Game 4 was postponed Wednesday night because of rain and will be made up today at 5:27 p.m. PDT, potentially sending the World Series into scheduling chaos. More showers are expected the next two days, and nobody was certain when the Detroit Tigers and St. Louis Cardinals would play again.
“They’re going to be dicey,” said Jimmie Lee Solomon, executive vice president of baseball operations in the commissioner’s office.
Game 5 at Busch Stadium was pushed back to Friday night, which was supposed to be a day off in the Series.

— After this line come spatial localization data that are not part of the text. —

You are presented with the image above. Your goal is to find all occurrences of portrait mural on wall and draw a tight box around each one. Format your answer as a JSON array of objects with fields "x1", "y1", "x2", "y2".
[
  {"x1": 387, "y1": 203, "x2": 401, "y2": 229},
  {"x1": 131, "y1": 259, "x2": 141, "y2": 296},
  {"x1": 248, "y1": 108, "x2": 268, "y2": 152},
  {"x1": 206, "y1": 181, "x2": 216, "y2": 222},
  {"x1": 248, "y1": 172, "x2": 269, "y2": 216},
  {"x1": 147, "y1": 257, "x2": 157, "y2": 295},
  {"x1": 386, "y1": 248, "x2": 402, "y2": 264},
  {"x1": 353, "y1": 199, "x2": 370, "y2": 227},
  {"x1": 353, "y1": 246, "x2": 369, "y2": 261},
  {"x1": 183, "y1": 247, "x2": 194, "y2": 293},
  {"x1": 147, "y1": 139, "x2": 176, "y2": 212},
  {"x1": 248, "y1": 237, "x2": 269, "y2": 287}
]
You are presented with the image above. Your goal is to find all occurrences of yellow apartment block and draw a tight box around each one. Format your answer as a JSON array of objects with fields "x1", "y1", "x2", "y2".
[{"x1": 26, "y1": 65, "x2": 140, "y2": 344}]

It doesn’t look much better this weekend in Detroit, with a forecast of rain and cold.
The Cardinals lead the best-of-7 Series 2-1 after a 5-0 victory behind ace Chris Carpenter on Tuesday night. A silver tarp covered the infield all evening. Players didn’t come out to warm up and Game 4 never got started.

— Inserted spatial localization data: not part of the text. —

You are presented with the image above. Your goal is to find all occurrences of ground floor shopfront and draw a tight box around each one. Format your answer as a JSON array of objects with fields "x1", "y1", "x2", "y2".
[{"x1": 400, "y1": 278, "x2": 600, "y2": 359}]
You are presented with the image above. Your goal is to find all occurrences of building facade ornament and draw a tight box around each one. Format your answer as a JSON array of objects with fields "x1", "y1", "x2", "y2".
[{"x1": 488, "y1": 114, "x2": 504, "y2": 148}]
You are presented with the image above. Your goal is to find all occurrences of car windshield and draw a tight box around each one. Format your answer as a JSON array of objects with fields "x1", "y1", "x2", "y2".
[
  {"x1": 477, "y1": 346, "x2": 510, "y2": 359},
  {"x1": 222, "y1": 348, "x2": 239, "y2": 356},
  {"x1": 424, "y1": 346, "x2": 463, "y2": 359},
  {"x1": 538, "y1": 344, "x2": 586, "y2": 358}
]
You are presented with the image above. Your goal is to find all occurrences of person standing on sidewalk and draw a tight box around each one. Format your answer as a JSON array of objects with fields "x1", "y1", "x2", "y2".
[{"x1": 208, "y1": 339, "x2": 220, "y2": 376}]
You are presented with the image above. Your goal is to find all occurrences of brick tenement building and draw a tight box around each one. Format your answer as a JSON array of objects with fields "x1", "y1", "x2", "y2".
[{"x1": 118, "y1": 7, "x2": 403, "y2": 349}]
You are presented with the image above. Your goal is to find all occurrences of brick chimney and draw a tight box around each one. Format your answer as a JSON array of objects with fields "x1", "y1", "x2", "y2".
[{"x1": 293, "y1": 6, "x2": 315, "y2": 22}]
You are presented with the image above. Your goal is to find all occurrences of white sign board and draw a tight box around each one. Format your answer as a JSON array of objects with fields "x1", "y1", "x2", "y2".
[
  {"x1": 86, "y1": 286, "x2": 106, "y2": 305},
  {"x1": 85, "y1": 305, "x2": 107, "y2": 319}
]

“You want to go out there and play, but you can’t control the weather. It’s not that big of a deal,” St. Louis outfielder Preston Wilson said.
Steady showers all day led to the first World Series rainout since the 1996 opener between the Atlanta Braves and New York Yankees. The rain fell harder as the night progressed, and the game was called after a delay of 1 hour, 51 minutes, the first time a Series game in St. Louis has been rained out.
It also was the fourth washout of this wet postseason. The Cardinals had two games rained out in the National League Championship Series against the New York Mets, and Game 2 of Detroit’s first-round series at Yankee Stadium also was postponed.
The postponement gives St. Louis manager Tony La Russa a chance to juggle his rotation if he wants.
Tigers manager Jim Leyland could do the same with Kenny Rogers, who beat Weaver in Game 2 on Sunday night and extended his shutout streak to 23 innings this postseason. But Leyland specifically set up his rotation to give Rogers two starts at home, and the Series doesn’t shift back to Detroit until Game 6.
A sparse crowd at Busch Stadium was informed of the rainout about three minutes after Major League Baseball made the announcement. Fans covered in plastic quickly filed toward the exits.